C’est cette problématique qui sera l’objet de cette étude : l’établissement de types de textes implique une lecture particulière pour chacun d’eux. On ne lit pas un texte explicatif comme on lit un texte rhétorique, on n’appréhende pas un mode d’emploi comme une poésie. Chaque type de texte demande une stratégie de lecture différente, et la difficulté, en particulier pour l’élève apprenti lecteur, est de connaître la classification de ces textes, leur fonction, et leur fonctionnement.
Dans cette étude, on s’interrogera sur l’efficacité des classifications et sur la nécessité de connaître, explicitement ou implicitement, les fonctionnements des textes.
Le but de cette étude sera donc de voir si, en ayant une connaissance explicite de la fonction et du fonctionnement de certains types de textes, l’élève fait preuve d’une meilleure compréhension du sens local (le sens à l’intérieur du texte, sans références extra-textuelles).

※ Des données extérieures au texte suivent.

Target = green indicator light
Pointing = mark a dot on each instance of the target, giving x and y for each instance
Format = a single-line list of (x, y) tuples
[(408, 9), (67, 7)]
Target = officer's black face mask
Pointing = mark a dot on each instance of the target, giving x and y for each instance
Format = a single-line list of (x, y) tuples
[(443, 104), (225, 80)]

Le niveau de classe sera le cycle 2, niveau CE1. L’effectif s’élève à seulement sept élèves (classe à double-niveau, avec 10 CP).

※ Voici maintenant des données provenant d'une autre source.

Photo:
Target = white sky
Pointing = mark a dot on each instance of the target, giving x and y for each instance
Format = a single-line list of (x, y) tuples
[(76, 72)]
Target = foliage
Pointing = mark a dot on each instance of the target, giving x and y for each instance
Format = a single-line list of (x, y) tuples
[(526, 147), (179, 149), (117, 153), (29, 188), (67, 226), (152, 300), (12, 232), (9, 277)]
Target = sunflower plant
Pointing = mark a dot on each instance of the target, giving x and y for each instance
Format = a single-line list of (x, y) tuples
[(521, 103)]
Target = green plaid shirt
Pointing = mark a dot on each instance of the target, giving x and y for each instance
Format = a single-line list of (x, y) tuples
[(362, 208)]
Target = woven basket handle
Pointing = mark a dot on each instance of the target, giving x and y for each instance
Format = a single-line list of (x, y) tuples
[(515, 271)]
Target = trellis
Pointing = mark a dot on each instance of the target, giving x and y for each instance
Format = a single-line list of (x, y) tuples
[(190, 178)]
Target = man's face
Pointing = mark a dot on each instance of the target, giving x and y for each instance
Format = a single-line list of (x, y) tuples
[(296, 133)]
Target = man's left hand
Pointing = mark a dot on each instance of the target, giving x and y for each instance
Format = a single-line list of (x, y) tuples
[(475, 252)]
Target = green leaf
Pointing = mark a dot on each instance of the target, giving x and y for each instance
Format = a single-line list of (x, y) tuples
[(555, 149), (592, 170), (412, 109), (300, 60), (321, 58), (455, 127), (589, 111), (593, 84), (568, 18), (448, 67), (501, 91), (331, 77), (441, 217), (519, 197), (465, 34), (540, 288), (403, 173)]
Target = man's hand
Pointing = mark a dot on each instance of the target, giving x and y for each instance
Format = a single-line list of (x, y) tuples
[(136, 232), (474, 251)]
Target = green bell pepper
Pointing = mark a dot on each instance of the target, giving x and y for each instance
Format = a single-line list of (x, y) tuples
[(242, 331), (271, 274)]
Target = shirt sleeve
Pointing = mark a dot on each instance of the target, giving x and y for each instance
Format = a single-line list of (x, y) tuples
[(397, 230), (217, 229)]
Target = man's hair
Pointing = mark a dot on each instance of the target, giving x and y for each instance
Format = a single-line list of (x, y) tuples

2) Les programmes officiels
L’importance de la lecture et de l’acquisition du français est incontestable. Les textes des instruction de 2002 l’indiquent clairement : Du cours préparatoire à l’entrée en sixième, les programmes consacrent au moins deux heures par jour à la lecture et à l’écriture : un minimum de dix heures par semaine, auxquelles s’ajoutent les activités orales.
L’objet de cette étude porte sur le cycle 2, dont les objectifs sont évidemment plus modestes que ceux du cycle 3 :
Le cycle des apprentissages fondamentaux est le moment où se construisent ces savoirs élémentaires que sont parler, lire, écrire et compter, le socle de la réussite scolaire.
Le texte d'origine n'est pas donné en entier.